How exactly does it do this?
It should be easy for an analog TV to manipulate the signal like this. You may recall that a CRT TV continuously steers an electron beam to hit each "pixel". There are actually no pixels on the screen, but the circuitry generates them by pointing the electron beam at the right place.
So if you want the electron beam area to be twice as tall, or a centimeter further up, that is quite easy to do by amplifying the vertical steering signal. It is not like an LCD, where you need some kind of digital processor to intercept the data for one pixel and send it to a different pixel. A CRT just puts the pixels in different places to begin with.
Is it possible to preprocess my video signal with a homebrew circuit to achieve the same result (the source is 4:3 letterboxed, the TV is set into true 16:9 mode, and the video manipulation circuit goes between the TV and the signal source)?
Not as easily. Although the CRT's circuitry generates the beam steering signals and makes it widescreen by adjusting where the pixels go, there's no way for the video signal to tell it that. You can't make a video signal that says please shift all the pixels up 5 centimeters; you have to put the picture in different pixels just like an LCD does.

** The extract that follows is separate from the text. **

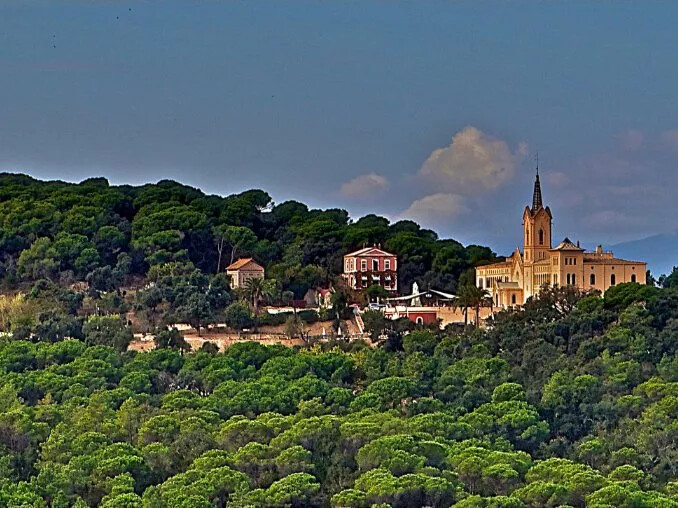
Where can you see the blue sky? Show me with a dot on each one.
(426, 110)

Well actually, there is one. If your TV understands this code, it can tell the TV this a letterboxed widescreen picture, so please zoom automatically.
Do some films automatically display in widescreen instead of letterboxed? Then your TV probably understands this code.
The Wikipedia page shown before has many references describing the code. Your video signal processor would need to count the lines in the video signal, then count a specific position within the line, and then inject some binary pulses. It should be doable with almost any microcontroller, and a little extra circuitry (to make sure the uC can detect the timing pulses at the right voltage and inject the bits at the right voltage). Actually doing it will be a project outside the scope of this answer.